Dans un court document de 4 pages, l’équipe de Trump a posé les bases de sa politique africaine, la semaine dernière. Elle a posé une question basique : « Pourquoi devrions-nous dépenser autant de fonds dans l’aide au développement en Afrique alors que des gens souffrent ici aux États-Unis ? » En 2015, le pays a dépensé 31 milliards de dollars dans l’aide au développement (soit 1% de son budget), dont 8 milliards en direction de l’Afrique. Depuis 2000, l’administration américaine a institué l’African Growth Opportunity Act (AGOA) qui a permis de vendre pour 480 milliards de dollars de produits africains sur le sol américain, en créant 300.000 emplois en Afrique et 120.000 aux Etats-Unis. Georges W. Bush a aussi institué le Millenium Challenge Account (MCA) qui a investi par exemple au Bénin 307 millions de dollars de 2006 à 2011. Pour le second compact du MCA signé en septembre 2015, les Etats-Unis s’apprêtent à investir au Bénin environ 375 millions de dollars (soit environ 187 milliards de francs CFA), notamment dans un secteur vital comme l’énergie. Ce dernier compact vient en droite ligne de l’initiative « Power Africa » lancée par Barack Obama en vue de produire 30.000 Mw d’électricité et d’effectuer 60 millions de branchements sur le continent africain. Pour 2017, Obama avait proposé un budget de 18,1 milliards d’aide au développement en faveur des pays pauvres.

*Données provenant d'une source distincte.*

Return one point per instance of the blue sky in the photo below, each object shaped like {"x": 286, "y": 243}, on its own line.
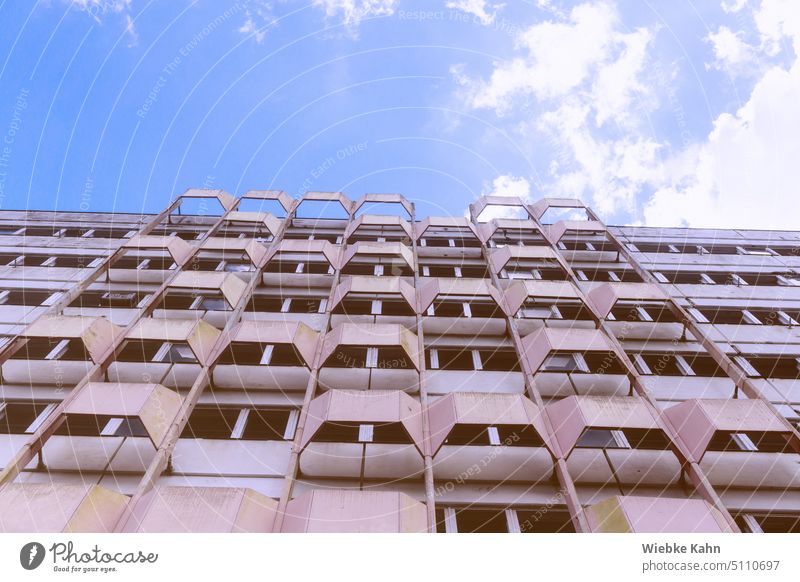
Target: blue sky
{"x": 653, "y": 112}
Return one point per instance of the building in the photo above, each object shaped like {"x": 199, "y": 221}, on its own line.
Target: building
{"x": 324, "y": 364}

Tout en investissant ces montants en Afrique où le pays est le premier contributeur aux investissements directs étrangers, les Etats-Unis ont été devancés depuis 2009 par la Chine en matière de commerce sur le continent. Rien qu’en 2016, selon Janet Eom, directeur de recherche à la China-Africa Research Initiative, une institution de la Johns Hopkins University, la Chine a exporté pour environ 103 milliards de dollars en Afrique au moment où les Etats-Unis faisaient seulement 27 milliards sur le continent. Est-ce que tous ces facteurs ne vont pas inciter l’administration Trump à annuler une bonne partie des programmes actuellement en cours sur le continent ? Beaucoup d’observateurs répondent par l’affirmative. Cependant, J. Peter Pham, pressenti pour être le Monsieur Afrique de Trump, tempère. Il laisse entendre qu’il n’y aura pas de changements majeurs à cet égard. Je veux bien le croire.
Ce qui est clair, le protectionnisme et l’isolationnisme américains ouvriront un boulevard à la Chine pour régenter l’économie mondiale. Vous m’avez bien compris : le déclin des Etats-Unis en tant que superpuissance mondiale n’a jamais été aussi proche.